Gérard Neyrand : Je ne pense pas que l’individualisme menace véritablement la notion de famille, car en réalité l’individualisme est un individualisme relationnel. J’ai d’ailleurs écrit un article sur ce paradoxe (publié dans mon livre, « Le Dialogue familial, un idéal précaire », chez Erès). L’individualisme promeut la valeur de l’individu, la réalisation de soi, l’épanouissement des personnes. Mais pour se réaliser soi-même on a besoin des autres, et notamment des relations affectives avec autrui. Deux relations sont particulièrement significatives pour cette réalisation personnelle : d’une part celle que l’on entretient avec le conjoint et d’autre part celle entretenue avec l’enfant. Si l’on tient compte de cela, il semble bien la montée de l’individualisme n’entraine pas la dissolution de la famille, au contraire. Elle rend plus complexes les relations familiales, dans la mesure où le couple se recentre sur la dimension amoureuse et affective : on attend beaucoup du conjoint, et peut-être parfois trop, ce qui va favoriser les séparations, car plus les attentes sont grandes, plus les déceptions sont probables car il est difficile de répondre à ces attentes réciproques. Enfin, la famille est aujourd’hui définie par la venue de l’enfant et non plus par le mariage comme autrefois.
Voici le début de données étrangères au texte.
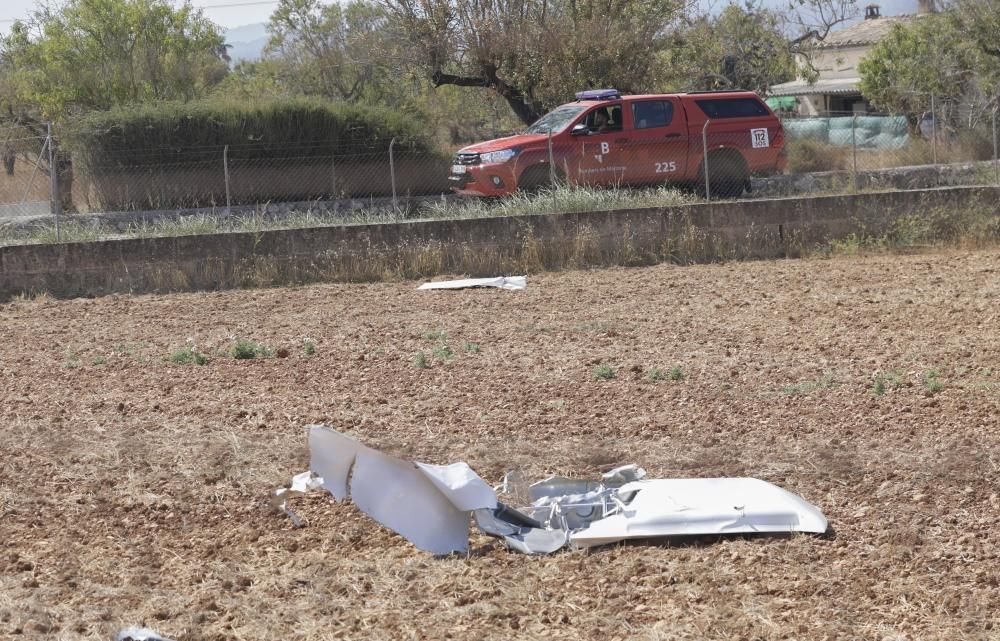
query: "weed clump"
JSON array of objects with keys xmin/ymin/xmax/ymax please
[
  {"xmin": 229, "ymin": 338, "xmax": 274, "ymax": 360},
  {"xmin": 594, "ymin": 363, "xmax": 618, "ymax": 381}
]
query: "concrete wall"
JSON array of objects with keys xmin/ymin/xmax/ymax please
[{"xmin": 0, "ymin": 187, "xmax": 1000, "ymax": 299}]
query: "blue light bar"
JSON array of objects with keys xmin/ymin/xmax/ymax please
[{"xmin": 576, "ymin": 89, "xmax": 621, "ymax": 100}]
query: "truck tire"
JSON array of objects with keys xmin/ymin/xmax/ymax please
[
  {"xmin": 698, "ymin": 151, "xmax": 750, "ymax": 198},
  {"xmin": 517, "ymin": 163, "xmax": 562, "ymax": 191}
]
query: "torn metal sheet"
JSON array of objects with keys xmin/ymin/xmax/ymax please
[
  {"xmin": 292, "ymin": 425, "xmax": 497, "ymax": 554},
  {"xmin": 417, "ymin": 276, "xmax": 528, "ymax": 289},
  {"xmin": 277, "ymin": 425, "xmax": 827, "ymax": 554}
]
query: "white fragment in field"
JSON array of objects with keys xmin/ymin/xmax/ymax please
[
  {"xmin": 283, "ymin": 425, "xmax": 827, "ymax": 554},
  {"xmin": 417, "ymin": 276, "xmax": 528, "ymax": 289},
  {"xmin": 115, "ymin": 625, "xmax": 179, "ymax": 641},
  {"xmin": 271, "ymin": 472, "xmax": 323, "ymax": 527}
]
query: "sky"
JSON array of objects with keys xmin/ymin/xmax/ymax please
[
  {"xmin": 0, "ymin": 0, "xmax": 278, "ymax": 33},
  {"xmin": 0, "ymin": 0, "xmax": 916, "ymax": 33}
]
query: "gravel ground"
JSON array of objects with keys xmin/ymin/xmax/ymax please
[{"xmin": 0, "ymin": 251, "xmax": 1000, "ymax": 641}]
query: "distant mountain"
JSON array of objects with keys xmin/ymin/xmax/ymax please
[{"xmin": 223, "ymin": 22, "xmax": 268, "ymax": 62}]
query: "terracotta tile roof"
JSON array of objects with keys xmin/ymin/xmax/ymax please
[{"xmin": 818, "ymin": 15, "xmax": 921, "ymax": 49}]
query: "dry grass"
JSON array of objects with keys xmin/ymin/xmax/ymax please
[{"xmin": 0, "ymin": 249, "xmax": 1000, "ymax": 641}]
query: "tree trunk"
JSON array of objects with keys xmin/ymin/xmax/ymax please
[{"xmin": 431, "ymin": 70, "xmax": 545, "ymax": 125}]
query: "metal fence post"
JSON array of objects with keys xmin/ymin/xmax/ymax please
[
  {"xmin": 45, "ymin": 122, "xmax": 62, "ymax": 243},
  {"xmin": 851, "ymin": 114, "xmax": 858, "ymax": 191},
  {"xmin": 222, "ymin": 145, "xmax": 233, "ymax": 216},
  {"xmin": 21, "ymin": 136, "xmax": 52, "ymax": 205},
  {"xmin": 931, "ymin": 94, "xmax": 937, "ymax": 165},
  {"xmin": 549, "ymin": 128, "xmax": 556, "ymax": 185},
  {"xmin": 389, "ymin": 138, "xmax": 399, "ymax": 211},
  {"xmin": 993, "ymin": 106, "xmax": 1000, "ymax": 185},
  {"xmin": 701, "ymin": 119, "xmax": 712, "ymax": 200}
]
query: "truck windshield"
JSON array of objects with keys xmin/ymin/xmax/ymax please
[{"xmin": 526, "ymin": 105, "xmax": 586, "ymax": 134}]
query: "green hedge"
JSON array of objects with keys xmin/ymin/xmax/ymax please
[
  {"xmin": 61, "ymin": 99, "xmax": 432, "ymax": 168},
  {"xmin": 58, "ymin": 99, "xmax": 448, "ymax": 211}
]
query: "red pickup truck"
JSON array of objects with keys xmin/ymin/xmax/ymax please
[{"xmin": 449, "ymin": 89, "xmax": 787, "ymax": 197}]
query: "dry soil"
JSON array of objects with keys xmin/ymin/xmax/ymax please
[{"xmin": 0, "ymin": 251, "xmax": 1000, "ymax": 641}]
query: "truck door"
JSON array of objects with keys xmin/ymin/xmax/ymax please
[
  {"xmin": 574, "ymin": 103, "xmax": 628, "ymax": 185},
  {"xmin": 626, "ymin": 98, "xmax": 688, "ymax": 183}
]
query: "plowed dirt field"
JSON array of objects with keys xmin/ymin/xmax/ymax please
[{"xmin": 0, "ymin": 251, "xmax": 1000, "ymax": 641}]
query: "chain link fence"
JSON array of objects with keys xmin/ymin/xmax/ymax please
[{"xmin": 0, "ymin": 105, "xmax": 1000, "ymax": 244}]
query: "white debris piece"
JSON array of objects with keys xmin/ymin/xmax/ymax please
[
  {"xmin": 282, "ymin": 425, "xmax": 827, "ymax": 554},
  {"xmin": 271, "ymin": 472, "xmax": 323, "ymax": 527},
  {"xmin": 115, "ymin": 625, "xmax": 179, "ymax": 641},
  {"xmin": 417, "ymin": 276, "xmax": 528, "ymax": 289},
  {"xmin": 294, "ymin": 425, "xmax": 497, "ymax": 554},
  {"xmin": 569, "ymin": 478, "xmax": 827, "ymax": 547}
]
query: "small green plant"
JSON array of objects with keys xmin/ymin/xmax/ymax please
[
  {"xmin": 167, "ymin": 345, "xmax": 208, "ymax": 365},
  {"xmin": 781, "ymin": 374, "xmax": 834, "ymax": 395},
  {"xmin": 434, "ymin": 345, "xmax": 455, "ymax": 361},
  {"xmin": 229, "ymin": 338, "xmax": 274, "ymax": 360},
  {"xmin": 871, "ymin": 372, "xmax": 903, "ymax": 396},
  {"xmin": 921, "ymin": 369, "xmax": 944, "ymax": 394},
  {"xmin": 594, "ymin": 363, "xmax": 617, "ymax": 381}
]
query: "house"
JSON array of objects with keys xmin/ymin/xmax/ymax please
[{"xmin": 767, "ymin": 0, "xmax": 934, "ymax": 116}]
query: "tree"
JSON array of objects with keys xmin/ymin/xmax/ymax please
[
  {"xmin": 258, "ymin": 0, "xmax": 406, "ymax": 104},
  {"xmin": 858, "ymin": 14, "xmax": 995, "ymax": 125},
  {"xmin": 0, "ymin": 0, "xmax": 228, "ymax": 122},
  {"xmin": 382, "ymin": 0, "xmax": 683, "ymax": 123},
  {"xmin": 662, "ymin": 0, "xmax": 795, "ymax": 94}
]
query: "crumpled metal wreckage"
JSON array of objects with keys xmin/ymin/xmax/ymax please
[
  {"xmin": 272, "ymin": 425, "xmax": 827, "ymax": 554},
  {"xmin": 417, "ymin": 276, "xmax": 528, "ymax": 290}
]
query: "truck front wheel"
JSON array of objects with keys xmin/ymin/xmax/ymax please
[
  {"xmin": 698, "ymin": 151, "xmax": 750, "ymax": 198},
  {"xmin": 517, "ymin": 163, "xmax": 562, "ymax": 191}
]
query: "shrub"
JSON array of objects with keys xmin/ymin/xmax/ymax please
[
  {"xmin": 168, "ymin": 345, "xmax": 208, "ymax": 365},
  {"xmin": 594, "ymin": 363, "xmax": 617, "ymax": 381},
  {"xmin": 786, "ymin": 139, "xmax": 852, "ymax": 174},
  {"xmin": 230, "ymin": 338, "xmax": 274, "ymax": 360}
]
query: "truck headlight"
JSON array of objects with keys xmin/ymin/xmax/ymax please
[{"xmin": 479, "ymin": 149, "xmax": 517, "ymax": 164}]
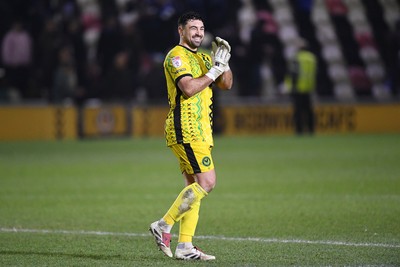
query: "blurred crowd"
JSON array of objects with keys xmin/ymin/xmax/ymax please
[
  {"xmin": 0, "ymin": 0, "xmax": 398, "ymax": 104},
  {"xmin": 0, "ymin": 0, "xmax": 290, "ymax": 104}
]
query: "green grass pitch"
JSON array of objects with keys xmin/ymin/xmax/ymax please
[{"xmin": 0, "ymin": 134, "xmax": 400, "ymax": 266}]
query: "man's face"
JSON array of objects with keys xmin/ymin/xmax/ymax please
[{"xmin": 179, "ymin": 20, "xmax": 204, "ymax": 50}]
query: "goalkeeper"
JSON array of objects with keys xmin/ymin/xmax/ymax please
[{"xmin": 149, "ymin": 12, "xmax": 233, "ymax": 260}]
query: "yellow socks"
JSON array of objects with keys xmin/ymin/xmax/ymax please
[
  {"xmin": 178, "ymin": 201, "xmax": 200, "ymax": 243},
  {"xmin": 163, "ymin": 183, "xmax": 207, "ymax": 234}
]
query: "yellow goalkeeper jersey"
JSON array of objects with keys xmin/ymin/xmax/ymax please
[{"xmin": 164, "ymin": 45, "xmax": 213, "ymax": 146}]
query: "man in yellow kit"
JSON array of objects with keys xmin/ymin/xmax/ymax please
[{"xmin": 149, "ymin": 12, "xmax": 233, "ymax": 260}]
Henri Atlan : Par définition l'idéologie individualiste où la liberté individuelle, qui est en fait le plus souvent le désir individuel, est la valeur suprême qui menace la notion de famille quelle qu'elle soit puisque celle-ci implique d'être au moins deux. La famille est une institution sociale qui a évolué et peut encore évoluer. Mais encore une fois, il s'agit d'une expérimentation sociale dont les résultats ne seront peut-être visibles que dans quelques générations.